Julia Battaglini, owner of River City Cellars in Carytown, was at Six Burner during the stops and says it was the buzz of the bar area, with patrons atwitter about why police focused on lawbreakers right in front of a busy restaurant and bar.

Ry Marchant, owner of Six Burner, declines to discuss what effect the enforcement actions might have had on his patrons, but confirms that the area was especially active on the two nights in question.

Patrick Sanford, general manager at Home Team Grill, says he's happy that VCU police are enforcing the law, but “the bad news is the destination seems to be my place.”

On the same two Friday evenings there was an announced drunken driving checkpoint farther east on Main Street in the 700 block. Initially, university police spokesman Mike Porter says, no campus motorcycle units were assigned to the enforcement effort.

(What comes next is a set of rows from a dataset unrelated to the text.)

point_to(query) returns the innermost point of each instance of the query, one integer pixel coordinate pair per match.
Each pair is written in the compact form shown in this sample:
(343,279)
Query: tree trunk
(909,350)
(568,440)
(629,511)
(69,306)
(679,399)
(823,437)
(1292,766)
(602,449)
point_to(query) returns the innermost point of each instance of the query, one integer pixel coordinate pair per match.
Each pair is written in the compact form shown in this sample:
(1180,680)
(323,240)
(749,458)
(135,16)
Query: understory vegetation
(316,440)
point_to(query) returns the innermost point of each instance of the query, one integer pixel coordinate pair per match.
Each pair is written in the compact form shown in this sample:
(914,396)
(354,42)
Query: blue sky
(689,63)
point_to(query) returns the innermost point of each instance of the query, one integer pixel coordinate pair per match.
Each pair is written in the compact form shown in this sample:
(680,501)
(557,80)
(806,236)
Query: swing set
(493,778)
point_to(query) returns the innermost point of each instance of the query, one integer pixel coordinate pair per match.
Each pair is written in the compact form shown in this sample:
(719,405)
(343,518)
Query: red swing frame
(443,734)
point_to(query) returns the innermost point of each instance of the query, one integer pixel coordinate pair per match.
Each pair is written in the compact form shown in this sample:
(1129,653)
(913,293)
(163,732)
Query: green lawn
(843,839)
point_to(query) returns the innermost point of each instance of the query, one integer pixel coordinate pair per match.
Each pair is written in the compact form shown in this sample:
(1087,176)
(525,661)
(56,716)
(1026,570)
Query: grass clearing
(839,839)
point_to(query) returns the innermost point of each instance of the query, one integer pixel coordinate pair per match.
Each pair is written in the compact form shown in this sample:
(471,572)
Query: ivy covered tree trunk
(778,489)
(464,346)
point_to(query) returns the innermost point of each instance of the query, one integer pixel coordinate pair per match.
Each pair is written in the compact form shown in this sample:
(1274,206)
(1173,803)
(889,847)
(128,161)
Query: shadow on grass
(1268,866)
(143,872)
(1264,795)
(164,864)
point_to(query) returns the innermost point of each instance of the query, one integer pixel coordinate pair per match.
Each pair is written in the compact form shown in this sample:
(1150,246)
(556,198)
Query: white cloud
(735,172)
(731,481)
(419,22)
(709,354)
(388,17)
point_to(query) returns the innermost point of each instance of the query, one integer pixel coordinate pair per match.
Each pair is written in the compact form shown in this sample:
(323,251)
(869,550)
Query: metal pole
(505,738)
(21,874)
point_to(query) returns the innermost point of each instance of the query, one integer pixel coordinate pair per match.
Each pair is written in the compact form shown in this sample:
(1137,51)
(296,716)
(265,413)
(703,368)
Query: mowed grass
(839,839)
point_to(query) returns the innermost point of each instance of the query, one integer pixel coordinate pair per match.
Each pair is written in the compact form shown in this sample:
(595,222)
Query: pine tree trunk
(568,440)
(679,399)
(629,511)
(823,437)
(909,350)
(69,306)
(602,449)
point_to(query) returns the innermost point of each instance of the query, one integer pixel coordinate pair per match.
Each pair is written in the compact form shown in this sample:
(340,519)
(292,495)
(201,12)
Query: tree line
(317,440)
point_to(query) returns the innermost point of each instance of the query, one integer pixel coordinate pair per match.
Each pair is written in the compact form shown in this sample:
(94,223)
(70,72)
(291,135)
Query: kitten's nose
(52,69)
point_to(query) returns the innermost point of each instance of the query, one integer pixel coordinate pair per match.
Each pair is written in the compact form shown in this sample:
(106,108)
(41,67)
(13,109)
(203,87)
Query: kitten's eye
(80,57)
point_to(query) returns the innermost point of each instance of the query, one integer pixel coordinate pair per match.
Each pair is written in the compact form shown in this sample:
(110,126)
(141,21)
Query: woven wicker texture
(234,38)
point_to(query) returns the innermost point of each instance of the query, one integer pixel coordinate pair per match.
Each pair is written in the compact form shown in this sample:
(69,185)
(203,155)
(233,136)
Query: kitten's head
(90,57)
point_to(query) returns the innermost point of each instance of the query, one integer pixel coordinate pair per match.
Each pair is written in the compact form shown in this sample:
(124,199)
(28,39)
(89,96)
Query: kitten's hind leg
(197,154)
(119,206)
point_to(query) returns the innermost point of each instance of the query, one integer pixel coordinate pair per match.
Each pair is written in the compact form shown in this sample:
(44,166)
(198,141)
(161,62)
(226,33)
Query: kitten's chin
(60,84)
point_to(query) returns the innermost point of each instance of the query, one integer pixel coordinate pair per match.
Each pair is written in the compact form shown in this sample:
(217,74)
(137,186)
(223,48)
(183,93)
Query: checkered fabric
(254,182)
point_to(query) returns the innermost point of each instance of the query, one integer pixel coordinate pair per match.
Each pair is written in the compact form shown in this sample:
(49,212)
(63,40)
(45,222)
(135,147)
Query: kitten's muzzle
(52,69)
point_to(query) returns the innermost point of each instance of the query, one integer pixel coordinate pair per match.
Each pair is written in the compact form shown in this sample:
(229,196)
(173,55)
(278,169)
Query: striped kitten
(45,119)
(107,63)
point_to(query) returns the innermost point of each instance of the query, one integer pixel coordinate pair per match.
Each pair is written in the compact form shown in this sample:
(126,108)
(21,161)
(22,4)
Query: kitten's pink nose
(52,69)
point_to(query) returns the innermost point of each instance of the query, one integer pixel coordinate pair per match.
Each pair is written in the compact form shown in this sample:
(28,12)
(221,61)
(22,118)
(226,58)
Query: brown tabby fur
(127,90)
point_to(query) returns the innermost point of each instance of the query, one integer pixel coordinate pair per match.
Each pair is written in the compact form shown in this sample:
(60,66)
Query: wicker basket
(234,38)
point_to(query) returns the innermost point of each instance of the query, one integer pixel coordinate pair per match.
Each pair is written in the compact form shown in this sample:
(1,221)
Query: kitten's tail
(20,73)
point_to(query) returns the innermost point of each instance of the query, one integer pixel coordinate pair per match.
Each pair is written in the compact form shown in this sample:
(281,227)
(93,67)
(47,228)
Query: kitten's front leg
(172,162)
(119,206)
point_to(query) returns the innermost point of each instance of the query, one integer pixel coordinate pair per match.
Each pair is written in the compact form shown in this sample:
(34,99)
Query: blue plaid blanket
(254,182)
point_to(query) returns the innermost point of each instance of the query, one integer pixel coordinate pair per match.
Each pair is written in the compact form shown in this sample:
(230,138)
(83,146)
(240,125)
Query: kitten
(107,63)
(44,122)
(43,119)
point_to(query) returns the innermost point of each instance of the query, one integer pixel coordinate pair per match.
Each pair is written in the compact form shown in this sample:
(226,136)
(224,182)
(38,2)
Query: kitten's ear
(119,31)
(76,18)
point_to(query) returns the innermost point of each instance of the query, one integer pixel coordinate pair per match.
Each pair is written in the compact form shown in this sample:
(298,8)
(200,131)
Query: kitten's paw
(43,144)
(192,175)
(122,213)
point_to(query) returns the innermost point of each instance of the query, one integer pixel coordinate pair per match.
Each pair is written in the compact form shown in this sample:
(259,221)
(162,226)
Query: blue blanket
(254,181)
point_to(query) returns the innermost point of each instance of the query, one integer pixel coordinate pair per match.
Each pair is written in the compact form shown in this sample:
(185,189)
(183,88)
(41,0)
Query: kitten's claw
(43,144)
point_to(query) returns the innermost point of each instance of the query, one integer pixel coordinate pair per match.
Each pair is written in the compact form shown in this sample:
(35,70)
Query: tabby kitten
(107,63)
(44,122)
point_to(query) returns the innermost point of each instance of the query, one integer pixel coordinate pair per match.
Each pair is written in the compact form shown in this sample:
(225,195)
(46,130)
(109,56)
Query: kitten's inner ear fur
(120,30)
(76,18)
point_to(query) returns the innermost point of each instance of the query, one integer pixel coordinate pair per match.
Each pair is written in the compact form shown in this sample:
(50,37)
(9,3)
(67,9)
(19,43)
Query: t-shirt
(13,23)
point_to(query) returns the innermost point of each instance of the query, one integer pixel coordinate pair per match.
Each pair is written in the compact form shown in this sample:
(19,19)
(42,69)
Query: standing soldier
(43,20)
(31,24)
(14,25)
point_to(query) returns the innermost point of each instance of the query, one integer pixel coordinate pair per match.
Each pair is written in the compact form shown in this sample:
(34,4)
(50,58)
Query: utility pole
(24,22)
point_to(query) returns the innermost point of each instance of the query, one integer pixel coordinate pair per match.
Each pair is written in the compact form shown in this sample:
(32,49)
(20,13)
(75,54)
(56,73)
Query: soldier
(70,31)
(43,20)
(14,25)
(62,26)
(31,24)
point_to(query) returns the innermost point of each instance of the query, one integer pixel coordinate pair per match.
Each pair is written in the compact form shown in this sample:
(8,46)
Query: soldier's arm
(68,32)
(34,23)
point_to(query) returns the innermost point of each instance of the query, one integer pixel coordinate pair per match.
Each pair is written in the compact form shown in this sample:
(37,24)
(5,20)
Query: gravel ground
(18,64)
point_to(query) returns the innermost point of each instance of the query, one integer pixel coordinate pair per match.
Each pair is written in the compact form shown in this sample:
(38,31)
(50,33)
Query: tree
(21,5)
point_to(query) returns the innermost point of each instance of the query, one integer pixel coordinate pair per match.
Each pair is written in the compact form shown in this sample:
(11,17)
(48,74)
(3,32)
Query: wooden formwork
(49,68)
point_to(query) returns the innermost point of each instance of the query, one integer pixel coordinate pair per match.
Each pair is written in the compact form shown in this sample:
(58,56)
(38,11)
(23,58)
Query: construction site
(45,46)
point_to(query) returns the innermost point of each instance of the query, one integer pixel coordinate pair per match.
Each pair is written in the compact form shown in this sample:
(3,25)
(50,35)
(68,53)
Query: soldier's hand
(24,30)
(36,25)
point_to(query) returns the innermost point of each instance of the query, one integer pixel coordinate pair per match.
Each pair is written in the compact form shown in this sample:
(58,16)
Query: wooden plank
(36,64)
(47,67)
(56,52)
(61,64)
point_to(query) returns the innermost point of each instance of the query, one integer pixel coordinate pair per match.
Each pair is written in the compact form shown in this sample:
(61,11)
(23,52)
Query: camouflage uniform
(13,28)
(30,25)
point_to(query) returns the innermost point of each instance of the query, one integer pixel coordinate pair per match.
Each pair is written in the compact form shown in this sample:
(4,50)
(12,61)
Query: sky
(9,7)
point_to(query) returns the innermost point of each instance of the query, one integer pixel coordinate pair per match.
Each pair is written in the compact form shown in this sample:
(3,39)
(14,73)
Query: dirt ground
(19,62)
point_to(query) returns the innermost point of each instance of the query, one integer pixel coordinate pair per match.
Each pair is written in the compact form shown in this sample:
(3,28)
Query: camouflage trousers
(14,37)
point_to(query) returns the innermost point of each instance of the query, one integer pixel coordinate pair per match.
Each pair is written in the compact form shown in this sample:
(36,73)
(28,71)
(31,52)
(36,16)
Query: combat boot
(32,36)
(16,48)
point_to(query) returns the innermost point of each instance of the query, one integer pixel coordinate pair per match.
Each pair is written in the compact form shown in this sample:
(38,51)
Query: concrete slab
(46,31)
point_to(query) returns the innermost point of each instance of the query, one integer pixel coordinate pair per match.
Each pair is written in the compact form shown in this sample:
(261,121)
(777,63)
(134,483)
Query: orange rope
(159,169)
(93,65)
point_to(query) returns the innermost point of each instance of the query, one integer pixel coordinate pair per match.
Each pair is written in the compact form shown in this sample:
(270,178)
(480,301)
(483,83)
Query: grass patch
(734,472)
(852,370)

“The bottom line, we've had no targeted enforcement anywhere the 1600 block of West Main,” Porter says, indicating that the only report in the area was a stolen bicycle.

Later, Porter provides an update, indicating motorcycle units were in the area and that “[a] total of nine traffic stops and five citations issued on Sept. 11 between 6 p.m. and 10 p.m. … including two stops in the 1600 block of West Main.” He adds that the following Friday's tally included “six stops in the 1600 block” during the same 6 to 10. period.

None of the stops, Porter says, involved drunken driving arrests.

Porter says there's no indication of why the area directly in front of the two restaurants was so active during the stops: “With the exception of our sobriety checkpoints, which are location-specific and announced in advance, VCU police do not target specific locations or businesses.”